C. DES EFFETS PERVERS POUR L'ÉCONOMIE

Lors de la discussion du projet de loi, M. Louis Souvet avait souligné, en tant que rapporteur de votre commission, que la nature des activités émergentes qui devaient être mises en place et subventionnées était ambiguë : " s'agit-il d'activités relevant de la sphère privée, du secteur marchand des services ou s'agit-il d'activités relevant de la sphère publique voire d'un secteur mixte qui, bien que privé, ne peut survivre qu'avec des aides publiques ? ".

Poser cette question, c'était montrer à juste titre les distorsions que pouvaient entraîner les emplois-jeunes sur le marché du travail et sur l'économie marchande.

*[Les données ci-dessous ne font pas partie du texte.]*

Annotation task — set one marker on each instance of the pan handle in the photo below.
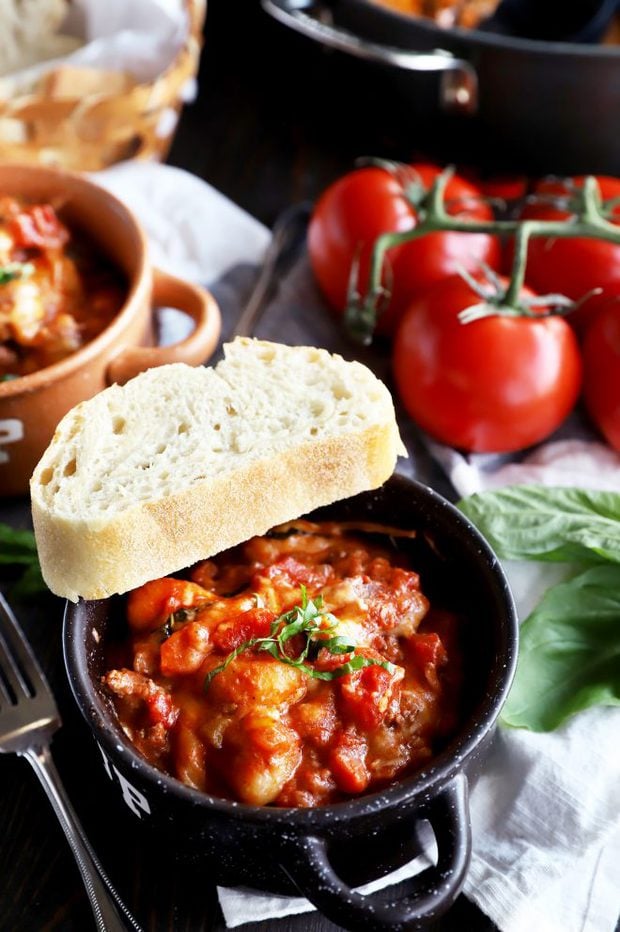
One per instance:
(429, 894)
(458, 89)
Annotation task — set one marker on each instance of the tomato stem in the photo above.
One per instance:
(589, 221)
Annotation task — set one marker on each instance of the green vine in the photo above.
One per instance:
(588, 219)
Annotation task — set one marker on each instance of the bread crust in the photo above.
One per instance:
(94, 558)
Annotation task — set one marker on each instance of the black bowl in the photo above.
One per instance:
(324, 852)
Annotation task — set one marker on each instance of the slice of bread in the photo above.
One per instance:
(181, 463)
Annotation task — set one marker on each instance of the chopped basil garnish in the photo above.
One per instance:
(313, 623)
(13, 270)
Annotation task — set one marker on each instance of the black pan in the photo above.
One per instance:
(325, 852)
(539, 106)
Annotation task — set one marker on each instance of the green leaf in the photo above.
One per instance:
(13, 270)
(307, 620)
(18, 548)
(13, 541)
(532, 522)
(569, 657)
(30, 583)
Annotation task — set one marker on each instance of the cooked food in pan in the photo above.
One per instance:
(300, 668)
(446, 13)
(57, 291)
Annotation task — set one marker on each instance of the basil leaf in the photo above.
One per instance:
(569, 656)
(14, 542)
(18, 548)
(337, 645)
(532, 522)
(30, 583)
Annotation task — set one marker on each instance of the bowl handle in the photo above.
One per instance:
(169, 291)
(429, 893)
(458, 90)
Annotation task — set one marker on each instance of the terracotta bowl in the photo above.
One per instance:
(32, 405)
(327, 851)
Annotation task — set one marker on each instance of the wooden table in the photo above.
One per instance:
(276, 120)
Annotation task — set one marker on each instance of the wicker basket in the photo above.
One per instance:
(87, 133)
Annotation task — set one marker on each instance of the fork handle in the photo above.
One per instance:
(110, 913)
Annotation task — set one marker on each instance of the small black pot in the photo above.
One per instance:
(324, 852)
(503, 101)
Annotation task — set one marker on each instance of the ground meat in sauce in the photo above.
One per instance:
(264, 731)
(57, 291)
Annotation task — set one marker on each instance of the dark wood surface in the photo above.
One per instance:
(276, 120)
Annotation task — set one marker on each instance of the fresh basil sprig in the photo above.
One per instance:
(13, 270)
(18, 548)
(311, 621)
(569, 654)
(569, 657)
(536, 522)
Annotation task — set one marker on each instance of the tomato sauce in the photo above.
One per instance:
(298, 669)
(57, 291)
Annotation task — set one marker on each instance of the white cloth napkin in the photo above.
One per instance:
(545, 812)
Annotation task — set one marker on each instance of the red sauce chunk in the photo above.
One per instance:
(57, 291)
(298, 669)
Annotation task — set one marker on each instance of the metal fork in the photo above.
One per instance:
(28, 719)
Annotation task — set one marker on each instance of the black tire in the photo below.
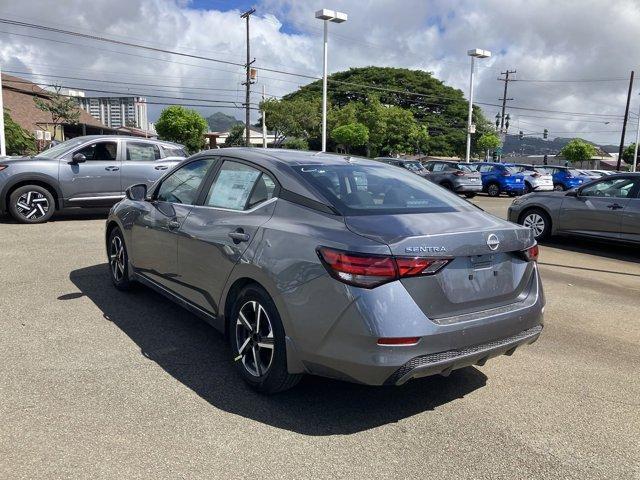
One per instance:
(118, 261)
(493, 190)
(262, 367)
(538, 220)
(31, 204)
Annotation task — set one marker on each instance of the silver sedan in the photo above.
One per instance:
(608, 208)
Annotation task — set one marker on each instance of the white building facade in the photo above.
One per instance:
(117, 112)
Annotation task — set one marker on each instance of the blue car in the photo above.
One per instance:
(501, 177)
(566, 178)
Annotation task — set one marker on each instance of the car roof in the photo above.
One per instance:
(127, 137)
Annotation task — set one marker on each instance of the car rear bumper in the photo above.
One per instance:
(474, 187)
(445, 362)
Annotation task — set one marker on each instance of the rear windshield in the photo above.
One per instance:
(374, 190)
(413, 166)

Votre rapporteur pour sa part se demandait " s'il n'aurait pas mieux valu aller chercher les nouveaux métiers ou les métiers à rénover, non encore solvables, mais pouvant le devenir, auprès des entreprises ".

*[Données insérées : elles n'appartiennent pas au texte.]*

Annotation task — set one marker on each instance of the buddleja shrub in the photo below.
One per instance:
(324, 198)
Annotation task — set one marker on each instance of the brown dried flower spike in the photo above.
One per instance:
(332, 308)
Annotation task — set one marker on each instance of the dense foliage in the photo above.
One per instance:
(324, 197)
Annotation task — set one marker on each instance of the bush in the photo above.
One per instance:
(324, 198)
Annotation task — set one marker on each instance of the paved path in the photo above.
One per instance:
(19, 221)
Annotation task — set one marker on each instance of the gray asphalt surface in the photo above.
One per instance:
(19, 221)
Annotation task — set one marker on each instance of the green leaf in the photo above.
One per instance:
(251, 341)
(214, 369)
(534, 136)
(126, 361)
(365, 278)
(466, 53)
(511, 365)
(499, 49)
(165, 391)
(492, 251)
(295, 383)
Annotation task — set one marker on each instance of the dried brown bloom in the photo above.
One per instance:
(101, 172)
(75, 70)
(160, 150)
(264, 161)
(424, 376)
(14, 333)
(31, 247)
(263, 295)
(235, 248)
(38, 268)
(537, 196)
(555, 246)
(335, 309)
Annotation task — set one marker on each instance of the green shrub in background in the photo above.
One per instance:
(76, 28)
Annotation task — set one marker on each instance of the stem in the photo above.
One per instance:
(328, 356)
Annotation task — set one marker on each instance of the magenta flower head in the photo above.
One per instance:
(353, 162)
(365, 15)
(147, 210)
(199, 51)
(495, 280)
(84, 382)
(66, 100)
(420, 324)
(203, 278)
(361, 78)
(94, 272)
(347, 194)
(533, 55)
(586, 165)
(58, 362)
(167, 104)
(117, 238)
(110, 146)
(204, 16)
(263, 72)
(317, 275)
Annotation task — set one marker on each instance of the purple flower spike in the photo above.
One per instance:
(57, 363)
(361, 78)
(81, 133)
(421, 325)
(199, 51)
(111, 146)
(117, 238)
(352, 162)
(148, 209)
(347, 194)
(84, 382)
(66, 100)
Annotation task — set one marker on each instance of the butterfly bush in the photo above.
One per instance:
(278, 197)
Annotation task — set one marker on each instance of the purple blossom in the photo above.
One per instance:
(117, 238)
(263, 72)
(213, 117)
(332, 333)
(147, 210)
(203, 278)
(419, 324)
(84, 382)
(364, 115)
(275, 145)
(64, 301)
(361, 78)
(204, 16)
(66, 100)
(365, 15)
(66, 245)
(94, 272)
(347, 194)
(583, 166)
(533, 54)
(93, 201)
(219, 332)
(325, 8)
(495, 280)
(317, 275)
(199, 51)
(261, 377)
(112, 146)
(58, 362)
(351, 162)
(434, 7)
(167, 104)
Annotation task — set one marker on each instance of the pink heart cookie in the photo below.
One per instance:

Il apparaît aujourd'hui que les craintes de distorsion de concurrence due aux emplois-jeunes n'étaient pas infondées. D'autant que le retournement de conjoncture, produisant tous ses effets à compter de 1998, a entraîné une augmentation des embauches des entreprises. Le dispositif des emplois-jeunes a entraîné parfois un détournement des flux d'entrées sur le marché du travail et une concurrence déloyale vis-à-vis des entreprises du secteur privé.

1. Le risque confirmé d'un détournement des flux d'entrée sur le marché du travail

Les entreprises et, en particulier, les entreprises industrielles rencontrent aujourd'hui de plus en plus de difficultés à satisfaire leurs besoins de recrutement. Au-delà de la reprise économique, se pose la question de la structure démographique de la population active qui va conduire à un remplacement massif des salariés issus du " baby boom " qui vont prendre leur retraite.

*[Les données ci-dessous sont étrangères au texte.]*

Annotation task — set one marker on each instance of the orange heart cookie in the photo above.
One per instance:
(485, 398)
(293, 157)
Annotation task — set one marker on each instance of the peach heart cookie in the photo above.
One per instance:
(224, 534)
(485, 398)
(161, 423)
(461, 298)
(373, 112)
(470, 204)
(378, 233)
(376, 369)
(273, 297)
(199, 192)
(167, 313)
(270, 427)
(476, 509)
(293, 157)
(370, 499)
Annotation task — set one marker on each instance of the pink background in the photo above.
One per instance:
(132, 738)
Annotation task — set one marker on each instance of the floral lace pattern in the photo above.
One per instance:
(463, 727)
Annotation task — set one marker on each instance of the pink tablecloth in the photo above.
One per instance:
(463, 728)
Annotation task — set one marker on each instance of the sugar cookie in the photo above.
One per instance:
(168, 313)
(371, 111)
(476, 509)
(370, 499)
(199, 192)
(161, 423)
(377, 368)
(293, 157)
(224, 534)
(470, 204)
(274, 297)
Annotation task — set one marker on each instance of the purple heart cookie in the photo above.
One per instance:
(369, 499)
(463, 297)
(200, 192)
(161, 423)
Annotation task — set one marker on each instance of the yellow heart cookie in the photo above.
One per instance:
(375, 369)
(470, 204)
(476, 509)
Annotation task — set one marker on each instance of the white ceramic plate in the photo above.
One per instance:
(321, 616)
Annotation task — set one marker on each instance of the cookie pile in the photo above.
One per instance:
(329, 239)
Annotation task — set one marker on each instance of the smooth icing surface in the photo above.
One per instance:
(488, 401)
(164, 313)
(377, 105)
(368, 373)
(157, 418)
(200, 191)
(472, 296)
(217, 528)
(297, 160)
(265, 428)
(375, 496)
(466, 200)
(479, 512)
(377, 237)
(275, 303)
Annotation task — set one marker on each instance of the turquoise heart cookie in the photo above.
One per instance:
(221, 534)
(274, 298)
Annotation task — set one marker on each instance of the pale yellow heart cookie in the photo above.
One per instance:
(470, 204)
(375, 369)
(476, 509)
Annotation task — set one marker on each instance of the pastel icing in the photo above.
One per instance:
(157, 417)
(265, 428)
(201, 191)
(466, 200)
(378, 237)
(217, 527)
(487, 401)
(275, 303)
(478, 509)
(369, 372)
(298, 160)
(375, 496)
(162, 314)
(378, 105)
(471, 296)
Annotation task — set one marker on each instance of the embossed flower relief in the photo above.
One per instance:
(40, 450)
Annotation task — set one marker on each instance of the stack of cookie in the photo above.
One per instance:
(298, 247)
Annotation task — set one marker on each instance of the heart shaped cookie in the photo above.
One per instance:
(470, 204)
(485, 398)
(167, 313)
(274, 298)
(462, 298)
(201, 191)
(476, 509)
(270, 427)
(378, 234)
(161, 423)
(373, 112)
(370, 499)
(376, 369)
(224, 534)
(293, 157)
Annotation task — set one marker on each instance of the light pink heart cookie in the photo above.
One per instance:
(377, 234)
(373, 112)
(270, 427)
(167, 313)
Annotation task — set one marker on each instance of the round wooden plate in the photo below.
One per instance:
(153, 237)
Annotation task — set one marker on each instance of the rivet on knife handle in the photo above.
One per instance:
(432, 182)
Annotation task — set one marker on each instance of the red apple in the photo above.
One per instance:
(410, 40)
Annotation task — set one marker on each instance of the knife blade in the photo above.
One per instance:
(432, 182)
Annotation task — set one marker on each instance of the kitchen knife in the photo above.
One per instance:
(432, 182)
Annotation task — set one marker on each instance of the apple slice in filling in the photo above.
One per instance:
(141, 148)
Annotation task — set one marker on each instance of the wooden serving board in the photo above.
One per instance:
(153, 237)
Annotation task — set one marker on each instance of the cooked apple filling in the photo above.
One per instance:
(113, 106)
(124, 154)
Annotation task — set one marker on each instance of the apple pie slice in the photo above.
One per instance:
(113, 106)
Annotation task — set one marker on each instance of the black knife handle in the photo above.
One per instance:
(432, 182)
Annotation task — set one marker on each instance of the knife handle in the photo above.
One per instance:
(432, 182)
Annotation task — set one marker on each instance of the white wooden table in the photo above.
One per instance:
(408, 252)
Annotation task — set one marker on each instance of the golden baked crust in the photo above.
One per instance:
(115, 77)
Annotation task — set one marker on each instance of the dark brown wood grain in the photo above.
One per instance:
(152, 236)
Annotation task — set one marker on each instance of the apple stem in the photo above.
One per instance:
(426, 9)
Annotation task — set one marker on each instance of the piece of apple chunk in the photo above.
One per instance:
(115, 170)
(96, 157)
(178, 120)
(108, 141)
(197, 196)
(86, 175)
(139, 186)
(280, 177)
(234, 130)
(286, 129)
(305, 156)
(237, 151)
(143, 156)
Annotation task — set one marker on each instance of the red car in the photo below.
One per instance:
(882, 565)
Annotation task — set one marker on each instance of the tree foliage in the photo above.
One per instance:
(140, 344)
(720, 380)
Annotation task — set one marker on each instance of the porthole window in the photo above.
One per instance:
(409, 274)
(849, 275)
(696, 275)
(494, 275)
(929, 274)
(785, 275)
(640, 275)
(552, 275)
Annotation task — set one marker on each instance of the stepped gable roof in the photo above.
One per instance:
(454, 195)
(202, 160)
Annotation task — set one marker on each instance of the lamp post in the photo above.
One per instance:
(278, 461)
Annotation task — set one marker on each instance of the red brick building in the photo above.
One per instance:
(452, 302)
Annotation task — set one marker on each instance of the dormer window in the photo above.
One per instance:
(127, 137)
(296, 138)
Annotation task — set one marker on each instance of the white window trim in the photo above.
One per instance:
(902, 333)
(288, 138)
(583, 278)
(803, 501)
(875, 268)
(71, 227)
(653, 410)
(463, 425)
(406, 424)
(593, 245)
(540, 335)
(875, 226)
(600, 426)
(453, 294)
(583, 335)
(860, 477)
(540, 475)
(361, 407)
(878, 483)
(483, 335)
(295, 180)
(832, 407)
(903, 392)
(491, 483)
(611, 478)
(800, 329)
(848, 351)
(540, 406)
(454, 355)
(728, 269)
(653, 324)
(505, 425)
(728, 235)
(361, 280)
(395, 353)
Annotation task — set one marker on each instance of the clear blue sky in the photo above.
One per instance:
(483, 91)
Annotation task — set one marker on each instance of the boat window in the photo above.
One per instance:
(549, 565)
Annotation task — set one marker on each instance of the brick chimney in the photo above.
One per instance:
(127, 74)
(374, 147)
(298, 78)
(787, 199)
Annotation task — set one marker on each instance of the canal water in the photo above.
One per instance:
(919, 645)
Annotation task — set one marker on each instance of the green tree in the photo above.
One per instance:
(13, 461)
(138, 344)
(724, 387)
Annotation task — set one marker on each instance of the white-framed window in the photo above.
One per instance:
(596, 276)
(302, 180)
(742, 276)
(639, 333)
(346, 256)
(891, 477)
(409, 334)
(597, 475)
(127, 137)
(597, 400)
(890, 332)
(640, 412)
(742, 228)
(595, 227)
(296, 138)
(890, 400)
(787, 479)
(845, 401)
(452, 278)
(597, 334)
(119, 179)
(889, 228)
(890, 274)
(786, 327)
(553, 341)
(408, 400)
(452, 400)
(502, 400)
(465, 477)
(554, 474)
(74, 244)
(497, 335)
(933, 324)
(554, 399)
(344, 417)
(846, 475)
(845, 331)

Dans ce contexte, la création des emplois-jeunes a eu quelques effets déstabilisants.

a) La force d'attraction des emplois-jeunes

L'emploi-jeune a créé une forme de " sécurité trompeuse " qui a dissuadé un certain nombre de jeunes de postuler à un emploi dans le secteur privé, soit au moment de la création de l'emploi-jeune lui-même, soit en cours d'exécution de celui-ci. La création des emplois-jeunes a entraîné certainement un effet d'éviction à l'encontre de l'emploi privé .

Il est d'ailleurs très intéressant de constater qu'une proportion non négligeable des emplois-jeunes ont été recrutés parmi des salariés ne bénéficiant pas de contrats aidés :

19,1 % des emplois-jeunes embauchés étaient auparavant salariés, soit 41.400 environ.

Sur ce total, 61 %, soit 25.000 environ, bénéficiaient d'un contrat aidé (contrat emploi solidarité, contrat emploi consolidé, contrat emploi ville et contrat en alternance) et 39 %, soit 16.000, étaient salariés dans le cadre d'un contrat de droit commun.

De fait, l'emploi-jeune nécessairement rattaché au secteur public ou para-public et assorti d'une hypothétique promesse de " pérennisation " a pu être considéré à tort comme un " emploi public ".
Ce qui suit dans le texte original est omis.